# Cluster Mini



## Anonyme (25 Août 2005)

Bonjour 

Je vien me renseigner a savoir si il serais possible de faire un cluster de Mac Mini ? 
je ne sais trop comment ça se passe, un desktop pour quatre ressources, (comme un quadripross en local) ou un traitement parralèle ? 
je sais que sous unix nous pouvons faire du Fail lover au niveau réseau, du clustering applicatif, mais je  n'y connais rien en matière de cluster sous OSX, et je me demande si Via un cable FireWire reliant les mac mini ainsi qu'un logiciel ce dernier pourrais faire office de cluster, il y a bien le Quarter Pounder Mac mini Cluster (super atrappe niguaud), mais je voulais savoir si vous aviez rien de plus précis a ce sujet, 

Sachant que dans les Xserve vendu sans carte videos, il est possible de délocaliser le X (comme le Cde de solaris ou X11) on peut immaginer des ressource partager (sous Vue) sur les 4 mini, mais mon problème réside a trouver le moyen de mutualiser les desktop en un seul.... comm si j'avais un quadripross 1,42 avec 2048 de ram ainsi que 4 disques ....


----------



## etudiant69 (25 Août 2005)

Avec Xgrid, ça doit le faire


----------



## bugs974 (27 Août 2005)

dans le genre, j'ai aussi une chtite question...

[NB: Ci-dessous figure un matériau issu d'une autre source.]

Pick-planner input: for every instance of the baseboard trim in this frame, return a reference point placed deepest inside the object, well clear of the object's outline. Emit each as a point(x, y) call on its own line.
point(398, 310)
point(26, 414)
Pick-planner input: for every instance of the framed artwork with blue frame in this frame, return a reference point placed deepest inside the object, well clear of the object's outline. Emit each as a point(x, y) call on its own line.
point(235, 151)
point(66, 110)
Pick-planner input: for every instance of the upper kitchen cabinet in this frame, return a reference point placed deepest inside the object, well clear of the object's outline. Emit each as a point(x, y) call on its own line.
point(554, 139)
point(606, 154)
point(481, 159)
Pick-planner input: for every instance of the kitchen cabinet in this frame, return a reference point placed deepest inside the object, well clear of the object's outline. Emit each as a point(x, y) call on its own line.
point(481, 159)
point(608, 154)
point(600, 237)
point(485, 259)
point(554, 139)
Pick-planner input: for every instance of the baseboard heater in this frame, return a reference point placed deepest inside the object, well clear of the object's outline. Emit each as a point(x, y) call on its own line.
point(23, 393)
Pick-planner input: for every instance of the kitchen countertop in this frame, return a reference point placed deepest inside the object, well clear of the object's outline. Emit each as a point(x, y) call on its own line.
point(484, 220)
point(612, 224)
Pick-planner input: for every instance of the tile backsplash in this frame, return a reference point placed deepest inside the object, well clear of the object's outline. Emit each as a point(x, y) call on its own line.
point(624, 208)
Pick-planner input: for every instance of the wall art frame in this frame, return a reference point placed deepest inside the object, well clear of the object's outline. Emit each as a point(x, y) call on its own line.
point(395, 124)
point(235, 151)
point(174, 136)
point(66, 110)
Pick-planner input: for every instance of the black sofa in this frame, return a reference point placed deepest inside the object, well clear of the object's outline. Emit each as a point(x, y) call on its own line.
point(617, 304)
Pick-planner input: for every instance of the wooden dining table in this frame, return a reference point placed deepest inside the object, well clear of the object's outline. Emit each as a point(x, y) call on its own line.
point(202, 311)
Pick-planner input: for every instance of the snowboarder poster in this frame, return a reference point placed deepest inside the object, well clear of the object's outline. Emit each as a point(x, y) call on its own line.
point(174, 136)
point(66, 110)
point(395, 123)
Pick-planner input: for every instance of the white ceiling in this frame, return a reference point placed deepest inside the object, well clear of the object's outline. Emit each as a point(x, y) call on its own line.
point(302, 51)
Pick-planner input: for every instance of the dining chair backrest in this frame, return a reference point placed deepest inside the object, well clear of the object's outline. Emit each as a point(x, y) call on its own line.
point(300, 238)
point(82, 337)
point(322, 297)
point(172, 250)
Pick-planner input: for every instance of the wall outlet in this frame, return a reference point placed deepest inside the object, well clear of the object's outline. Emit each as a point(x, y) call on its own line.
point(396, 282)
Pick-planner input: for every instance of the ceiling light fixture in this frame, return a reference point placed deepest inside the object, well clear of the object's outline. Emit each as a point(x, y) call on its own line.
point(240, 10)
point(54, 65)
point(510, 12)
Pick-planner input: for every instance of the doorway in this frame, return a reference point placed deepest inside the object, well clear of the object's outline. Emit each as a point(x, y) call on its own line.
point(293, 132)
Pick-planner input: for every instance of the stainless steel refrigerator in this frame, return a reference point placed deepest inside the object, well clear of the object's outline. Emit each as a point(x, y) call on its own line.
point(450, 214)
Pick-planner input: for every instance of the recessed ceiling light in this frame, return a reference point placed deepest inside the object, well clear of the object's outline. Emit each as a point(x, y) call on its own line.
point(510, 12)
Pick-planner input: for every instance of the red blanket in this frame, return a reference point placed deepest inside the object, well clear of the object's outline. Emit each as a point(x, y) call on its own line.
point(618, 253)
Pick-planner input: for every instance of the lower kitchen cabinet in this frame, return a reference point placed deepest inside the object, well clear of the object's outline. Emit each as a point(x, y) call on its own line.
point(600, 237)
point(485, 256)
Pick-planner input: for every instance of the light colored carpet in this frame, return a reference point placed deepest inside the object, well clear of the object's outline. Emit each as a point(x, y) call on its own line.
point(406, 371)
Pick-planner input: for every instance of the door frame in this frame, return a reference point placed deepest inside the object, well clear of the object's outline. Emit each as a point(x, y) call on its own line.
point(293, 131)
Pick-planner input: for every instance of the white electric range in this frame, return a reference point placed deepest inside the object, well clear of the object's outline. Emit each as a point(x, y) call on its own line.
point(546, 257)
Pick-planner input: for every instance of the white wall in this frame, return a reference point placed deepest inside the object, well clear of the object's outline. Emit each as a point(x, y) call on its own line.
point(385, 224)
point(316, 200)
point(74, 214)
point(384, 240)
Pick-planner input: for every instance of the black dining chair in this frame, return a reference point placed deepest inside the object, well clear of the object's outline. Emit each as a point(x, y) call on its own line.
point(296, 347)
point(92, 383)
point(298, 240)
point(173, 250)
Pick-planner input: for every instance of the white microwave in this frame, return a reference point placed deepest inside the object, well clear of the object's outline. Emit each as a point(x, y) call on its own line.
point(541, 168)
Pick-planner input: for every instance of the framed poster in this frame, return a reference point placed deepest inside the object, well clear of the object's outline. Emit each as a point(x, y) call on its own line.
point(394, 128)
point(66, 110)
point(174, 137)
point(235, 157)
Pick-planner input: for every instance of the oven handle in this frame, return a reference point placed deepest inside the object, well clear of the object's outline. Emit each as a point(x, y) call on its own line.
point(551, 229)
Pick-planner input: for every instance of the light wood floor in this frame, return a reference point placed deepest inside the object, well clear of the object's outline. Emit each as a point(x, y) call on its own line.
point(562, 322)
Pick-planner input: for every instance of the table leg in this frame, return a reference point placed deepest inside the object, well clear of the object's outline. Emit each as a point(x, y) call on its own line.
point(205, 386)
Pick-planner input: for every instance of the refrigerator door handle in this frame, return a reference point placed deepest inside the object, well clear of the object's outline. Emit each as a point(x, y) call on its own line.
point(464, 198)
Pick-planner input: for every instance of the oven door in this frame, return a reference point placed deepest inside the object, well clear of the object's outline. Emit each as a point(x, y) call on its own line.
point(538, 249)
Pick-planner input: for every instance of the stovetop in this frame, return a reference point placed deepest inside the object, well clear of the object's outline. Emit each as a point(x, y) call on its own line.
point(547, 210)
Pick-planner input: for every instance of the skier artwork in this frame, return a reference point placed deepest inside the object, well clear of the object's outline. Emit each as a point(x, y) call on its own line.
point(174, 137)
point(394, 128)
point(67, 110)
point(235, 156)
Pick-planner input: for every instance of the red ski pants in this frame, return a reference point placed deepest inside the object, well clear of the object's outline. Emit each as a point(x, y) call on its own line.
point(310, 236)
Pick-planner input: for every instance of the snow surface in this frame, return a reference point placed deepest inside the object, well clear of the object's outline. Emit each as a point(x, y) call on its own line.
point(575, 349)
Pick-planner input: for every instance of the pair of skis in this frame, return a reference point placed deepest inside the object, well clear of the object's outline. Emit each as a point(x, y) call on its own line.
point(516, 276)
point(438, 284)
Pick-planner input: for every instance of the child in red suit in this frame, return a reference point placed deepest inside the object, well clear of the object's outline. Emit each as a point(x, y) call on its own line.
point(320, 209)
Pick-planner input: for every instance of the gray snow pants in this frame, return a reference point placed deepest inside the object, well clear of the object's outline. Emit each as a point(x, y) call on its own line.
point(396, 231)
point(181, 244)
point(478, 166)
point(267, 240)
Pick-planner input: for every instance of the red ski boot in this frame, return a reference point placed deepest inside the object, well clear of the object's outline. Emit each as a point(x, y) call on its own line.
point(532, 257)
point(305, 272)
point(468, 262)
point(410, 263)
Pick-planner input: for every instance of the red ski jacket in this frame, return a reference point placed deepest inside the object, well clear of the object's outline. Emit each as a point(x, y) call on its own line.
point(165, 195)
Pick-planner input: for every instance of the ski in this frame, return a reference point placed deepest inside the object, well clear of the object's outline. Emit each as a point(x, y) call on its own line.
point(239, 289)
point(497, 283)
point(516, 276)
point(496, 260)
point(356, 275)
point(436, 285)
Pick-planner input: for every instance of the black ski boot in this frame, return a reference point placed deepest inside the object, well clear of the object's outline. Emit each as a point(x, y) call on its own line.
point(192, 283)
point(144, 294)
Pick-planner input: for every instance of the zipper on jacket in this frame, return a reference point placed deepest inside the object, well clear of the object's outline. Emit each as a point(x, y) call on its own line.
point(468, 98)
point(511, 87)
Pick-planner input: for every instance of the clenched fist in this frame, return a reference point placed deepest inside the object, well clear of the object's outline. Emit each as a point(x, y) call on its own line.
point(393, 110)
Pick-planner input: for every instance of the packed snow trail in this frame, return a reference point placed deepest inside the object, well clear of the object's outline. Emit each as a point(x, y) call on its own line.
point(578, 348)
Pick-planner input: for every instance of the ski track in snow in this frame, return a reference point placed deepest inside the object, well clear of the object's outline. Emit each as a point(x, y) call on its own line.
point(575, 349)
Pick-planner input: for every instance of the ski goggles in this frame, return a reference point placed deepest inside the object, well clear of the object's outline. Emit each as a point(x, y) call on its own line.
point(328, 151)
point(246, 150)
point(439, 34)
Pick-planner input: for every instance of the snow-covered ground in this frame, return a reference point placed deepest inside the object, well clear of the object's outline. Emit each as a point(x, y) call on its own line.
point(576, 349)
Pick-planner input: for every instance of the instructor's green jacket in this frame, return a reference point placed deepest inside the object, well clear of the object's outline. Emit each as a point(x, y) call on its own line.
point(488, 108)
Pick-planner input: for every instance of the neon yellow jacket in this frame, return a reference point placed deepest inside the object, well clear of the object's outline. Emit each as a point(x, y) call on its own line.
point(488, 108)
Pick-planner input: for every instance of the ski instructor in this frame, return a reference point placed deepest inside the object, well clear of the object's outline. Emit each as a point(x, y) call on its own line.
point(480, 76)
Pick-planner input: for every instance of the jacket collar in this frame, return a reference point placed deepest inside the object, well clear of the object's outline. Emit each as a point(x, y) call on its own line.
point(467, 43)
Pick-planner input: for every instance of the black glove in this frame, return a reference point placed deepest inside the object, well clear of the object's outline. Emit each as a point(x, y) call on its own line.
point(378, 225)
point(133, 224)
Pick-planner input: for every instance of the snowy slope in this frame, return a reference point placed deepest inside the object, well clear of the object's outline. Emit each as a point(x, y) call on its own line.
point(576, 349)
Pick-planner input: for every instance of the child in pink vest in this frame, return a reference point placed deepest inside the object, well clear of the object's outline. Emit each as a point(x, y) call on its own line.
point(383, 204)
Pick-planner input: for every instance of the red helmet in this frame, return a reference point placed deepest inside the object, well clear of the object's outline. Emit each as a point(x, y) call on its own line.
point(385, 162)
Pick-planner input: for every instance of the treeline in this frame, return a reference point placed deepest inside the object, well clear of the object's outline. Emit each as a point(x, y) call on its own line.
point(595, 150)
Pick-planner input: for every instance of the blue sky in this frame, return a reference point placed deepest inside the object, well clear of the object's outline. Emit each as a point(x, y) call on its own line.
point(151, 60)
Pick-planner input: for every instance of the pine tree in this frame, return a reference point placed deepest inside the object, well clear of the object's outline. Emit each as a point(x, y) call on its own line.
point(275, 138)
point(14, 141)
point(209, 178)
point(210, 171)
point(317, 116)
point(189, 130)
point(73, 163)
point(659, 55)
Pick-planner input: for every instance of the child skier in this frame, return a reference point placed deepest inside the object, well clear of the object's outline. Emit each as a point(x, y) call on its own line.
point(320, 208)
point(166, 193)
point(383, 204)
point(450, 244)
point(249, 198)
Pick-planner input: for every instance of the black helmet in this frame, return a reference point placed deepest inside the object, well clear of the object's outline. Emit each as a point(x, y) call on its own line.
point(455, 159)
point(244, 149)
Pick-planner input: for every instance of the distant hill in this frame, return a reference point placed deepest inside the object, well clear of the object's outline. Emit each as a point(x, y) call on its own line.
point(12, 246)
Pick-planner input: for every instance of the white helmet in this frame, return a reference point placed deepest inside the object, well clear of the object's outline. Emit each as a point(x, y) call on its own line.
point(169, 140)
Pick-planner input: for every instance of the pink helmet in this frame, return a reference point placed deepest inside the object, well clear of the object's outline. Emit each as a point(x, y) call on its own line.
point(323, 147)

un macmini, pourrait-il démarrer sans écran, ni souris, ni clavier, pour en faire un serveur web, tout seul dans son coin...


----------



## etudiant69 (27 Août 2005)

Sûrement possible,
si on lui met une ouverture automatique de session au démarrage


----------



## osaris (28 Août 2005)

bugs974 a dit:
			
		

> dans le genre, j'ai aussi une chtite question...
> 
> un macmini, pourrait-il démarrer sans écran, ni souris, ni clavier, pour en faire un serveur web, tout seul dans son coin...



A coup sûr possible puisque des hébergeurs proposent de l'hébergement sur Mac Mini :

http://www.google.fr/search?hl=fr&q=hosting+mac+mini&btnG=Recherche+Google&meta=

Après de là à savoir si les perfs des disques sont suffisantes, leur résistance à la chaleur etc... 

Personnellement, même dans un datacenter je ne tenterais pas l'expérience à moins de mettre 1 mac mini par U mais c'est une perte d'argent énorme. J'ai fait l'expérience des OpenBrick (chassis sensés permettre de mettre 3 mini-servers dans 1 U) et je peux vous garantir que les disques subissent énormément et tombent donc en rade très souvent (et pas de RAID1 ou 5 sur ce type de machine).


----------